(Rank 6/1637) Finetune LLMs to solve the famous abstract reasoning challenge with Unsloth AI...

ARC Prize (Abstract Reasoning Challenge) on Kaggle has always been one of the most (if not the most) difficult AI challenge nowadays that even OpenAI o3 pro struggles!

For the ARC Prize 2024 edition, which lasted for 6 MONTHS (yes you read it right), I original finished at SIXTH place out of roughly 1400 teams!

Because of this painstaking achievement, I was contacted by and then privately met with Francois Chollet, one of TIME’s top 100 most influential persons in AI in 2024!, to share about my solution and approach! We also talked about a possibility that whether I can work for his start-up (but for some undisclosed reason I didn’t end up working for him). For some reason, I was finally removed from the Kaggle leaderboard (read the last part of this post to understand why).

My honour to have a 1-on-1 discussion with Francois Chollet, one of the top celebrities in AI

No one has ever thought of using LLMs in this competition, especially given the context that the previous edition (2019) of this Kaggle challenge has seen ALL of the top 10 solutions being program synthesis or brute-force style approaches.

My idea of using LLMs to predict the output grid DIRECTLY from the input grid is, IMHO, really BOLD. But… I am not the only person who thought of this!

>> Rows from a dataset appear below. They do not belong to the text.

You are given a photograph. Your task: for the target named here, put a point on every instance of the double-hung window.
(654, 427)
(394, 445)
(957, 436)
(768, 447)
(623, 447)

The top 3 solutions also used this approach.

So,… that’s why we all occupied top places in the LB.

Before going into my solution, let’s take a brief look at the problem statement for this challenge.

For this competition, we are given a train dataset of 800 ‘tasks’. For each task, we will have a few (from 2 to 5) pairs of ‘train’ input-output images, and a few (from 1 to 3) pairs of ‘test’ input images. It’s hard to explain so let me plot a few tasks.

A training task (1)

A training task (2)

A training task (3)

A training task (4)

A training task (5)

As you can see, for each task, there is an ‘abstract reasoning’ rule that transform an input into an output. For normal humans, we can quickly grasp how the inputs are transformed into the outputs (for each task). However for the machine, it is of near impossibility to conceive these simple but non-textual abstraction.

So, given these 800 training tasks, our main goal is to develop an AI model/system, that can perform on these types of tasks. The most difficult part about this contest is that, the model will need to perform on UNSEEN HIDDEN tasks that it has never seen before! And the types / natures of these hidden tasks are of complete difference than the training tasks! Well, how can you tell the AI to understand a new abstract movements such as “fill in the hole” or “combine some objects to make a square”, if they have never seen them before. So that’s why we have this competition. Let’s have a look at some ‘hidden’ test tasks (that were actually kept as secrets for the whole ARC 2024 competition and were only recently released in 2025 as the additional training data for ARC 2025 competition which is ongoing).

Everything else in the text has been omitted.